Burundi : le pouvoir organise une contre-manifestation « pour la paix »
Une foule immense a participé samedi à Bujumbura à une manifestation « pour la paix » organisée par le pouvoir, qui en a profité pour accuser l’opposition, ainsi qu’une partie de la société civile et des médias, de ramener le pays sur le chemin de la guerre.
Des milliers de personnes ont défilé dans les rues de la capitale burundaise, a constaté l’AFP. Mais le pouvoir a aussi mobilisé dans d’autres communes du pays.
Ces rassemblements sont un nouveau témoignage des tensions grandissantes au Burundi à l’approche d’une présidentielle-clé prévue en juin.
Ils font écho à la manifestation monstre qui a accueilli mi-février la sortie de prison du directeur de la très populaire radio RPA, Bob Rugurika, réputée proche de l’opposition et qui était elle-même un message clair au président Pierre Nkurunziza pour qu’il ne se représente pas.
"Nous sommes ici pour dénoncer tous ceux qui veulent nous ramener dans la guerre, tous ceux qui veulent organiser des soulèvements populaires", a lancé le maire de Bujumbura, Saïdi Juma, à la foule, dénonçant "certaines radios qui ont appelé les Burundais au soulèvement".
Les tensions croissantes au Burundi, petit pays d’Afrique des Grands Lacs à l’histoire post-coloniale marquée par des massacres interethniques et une longue guerre civile, se cristallisent de plus en plus autour d’une éventuelle nouvelle candidature du président Pierre Nkurunziza, au pouvoir depuis 2005.
L’opposition et la société civile, pour qui la Constitution interdit au président de briguer un troisième mandat, sont décidées à lui faire barrage. Le camp du chef de l’Etat, qui réfute l’argument constitutionnel, semble vouloir tout mettre en oeuvre pour sa réélection.
Deux camps déterminés
Samedi, la déclaration du maire de Bujumbura – un texte préparé par le gouvernement et envoyé à toutes les communes mobilisées – faisait clairement allusion aux principales radios privées du pays, à l’opposition radicale et à la société civile indépendante, bêtes noires du pouvoir.
"Nous demandons désormais aux forces de l’ordre et à l’administration de faire respecter la loi en empêchant l’organisation de toute manifestation non autorisée par l’administration", a exhorté M. Juma.
Officiellement, la manifestation de samedi devait rallier dans un premier temps le rond-point des Nations Unies à la place de l’Indépendance, sur un parcours long de trois kilomètres, mais ce parcours a été modifié à la dernière minute pour faire passer les manifestants devant la RPA.
La police du Burundi n’a pas fait de décompte, mais les manifestants ont défilé pendant une vingtaine de minutes en rangs serrés à travers les rues de la capitale, a constaté un journaliste de l’AFP.
"Nous n’avons rien à envier à ceux qui se sont soulevés dernièrement pour déstabiliser la paix et la démocratie dans ce pays.

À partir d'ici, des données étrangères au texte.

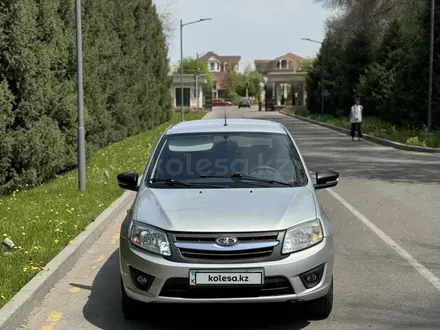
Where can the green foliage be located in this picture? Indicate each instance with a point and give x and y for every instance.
(386, 65)
(126, 86)
(42, 221)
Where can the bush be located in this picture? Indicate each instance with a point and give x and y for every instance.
(42, 221)
(126, 86)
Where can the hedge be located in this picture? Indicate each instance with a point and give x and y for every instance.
(126, 85)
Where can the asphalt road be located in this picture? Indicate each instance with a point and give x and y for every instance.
(386, 221)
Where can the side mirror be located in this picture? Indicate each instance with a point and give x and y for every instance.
(326, 179)
(128, 180)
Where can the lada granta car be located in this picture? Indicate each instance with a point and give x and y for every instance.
(226, 211)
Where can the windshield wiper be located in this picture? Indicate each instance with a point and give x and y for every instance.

Nous sommes plus nombreux qu’eux et (…) nous allons les chasser des rues s’ils y reviennent", a menacé Hamza Venant Burikukize, secrétaire général d’une plate-forme d’ONG proches du pouvoir.
Selon des sources à la mairie de Bujumbura, les autorités "ont mis tout le paquet pour mobiliser les habitants".

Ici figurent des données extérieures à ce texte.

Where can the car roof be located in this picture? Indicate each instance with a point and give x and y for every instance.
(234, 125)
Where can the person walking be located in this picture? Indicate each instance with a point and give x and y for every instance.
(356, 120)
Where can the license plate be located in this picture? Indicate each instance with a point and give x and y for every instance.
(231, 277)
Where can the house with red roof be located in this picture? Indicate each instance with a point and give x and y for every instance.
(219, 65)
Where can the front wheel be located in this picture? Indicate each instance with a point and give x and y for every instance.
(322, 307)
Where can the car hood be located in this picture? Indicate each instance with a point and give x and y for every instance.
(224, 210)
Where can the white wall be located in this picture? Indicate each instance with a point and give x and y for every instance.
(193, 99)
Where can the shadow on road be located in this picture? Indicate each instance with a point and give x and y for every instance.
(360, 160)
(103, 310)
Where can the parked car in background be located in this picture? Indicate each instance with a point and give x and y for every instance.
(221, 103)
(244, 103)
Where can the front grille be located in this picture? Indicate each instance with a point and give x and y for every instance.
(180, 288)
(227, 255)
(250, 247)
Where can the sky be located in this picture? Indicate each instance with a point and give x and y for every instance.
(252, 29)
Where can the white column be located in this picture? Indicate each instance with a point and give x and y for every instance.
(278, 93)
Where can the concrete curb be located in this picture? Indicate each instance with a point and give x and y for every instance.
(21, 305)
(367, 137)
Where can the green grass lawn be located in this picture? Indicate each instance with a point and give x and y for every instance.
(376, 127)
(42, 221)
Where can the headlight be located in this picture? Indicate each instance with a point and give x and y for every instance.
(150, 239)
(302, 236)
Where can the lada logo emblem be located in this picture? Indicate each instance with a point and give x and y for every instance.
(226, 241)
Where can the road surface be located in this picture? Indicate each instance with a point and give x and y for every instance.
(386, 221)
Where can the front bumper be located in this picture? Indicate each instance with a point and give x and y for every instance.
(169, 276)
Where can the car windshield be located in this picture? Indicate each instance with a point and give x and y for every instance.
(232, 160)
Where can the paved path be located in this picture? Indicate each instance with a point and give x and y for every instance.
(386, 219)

Des dizaines de bus en provenance de la périphérie de Bujumbura sont arrivés bondés samedi à l’aube. Les élèves de nombreuses écoles secondaires ont reçu l’ordre de participer à la manifestation et des taxis-motos et taxis-vélos disent avoir été payés pour y prendre part.

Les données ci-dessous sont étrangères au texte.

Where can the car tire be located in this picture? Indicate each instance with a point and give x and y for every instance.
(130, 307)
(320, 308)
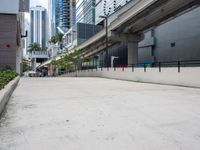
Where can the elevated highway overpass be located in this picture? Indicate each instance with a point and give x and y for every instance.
(128, 23)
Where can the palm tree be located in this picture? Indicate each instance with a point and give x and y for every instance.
(34, 47)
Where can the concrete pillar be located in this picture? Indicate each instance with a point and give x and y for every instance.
(132, 53)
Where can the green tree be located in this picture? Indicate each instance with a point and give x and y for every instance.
(34, 47)
(68, 60)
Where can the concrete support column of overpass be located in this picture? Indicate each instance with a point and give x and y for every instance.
(132, 40)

Le long du cortège, de nombreux militants du parti au pouvoir (Cndd-FDD) se sont dit prêts à en découdre si d’autres manifestations étaient organisées contre un troisième mandat du président.
"Nous sommes déterminés à défendre la démocratie, nous irons dans la rue pour en chasser tous ces gens qui refusent une compétition démocratique", assure Abraham, un jeune militant du parti. "Nous allons les combattre de toutes nos forces, et nous vaincrons".
La société civile et l’opposition burundaise ont dénoncé, dans les manifestations de samedi, "une manipulation orchestrée par le parti au pouvoir". Mais "ces gens ne nous font pas peur, cette tentative de démonstration de force ne va pas nous empêcher de descendre dans la rue pour contraindre Nkurunziza à renoncer à son projet s’il essaie de briguer un nouveau mandat", a déclaré à l’AFP Léonce Ngendakumana, président de l’ADC-Ikibiri, l’une des deux principales coalitions d’opposition.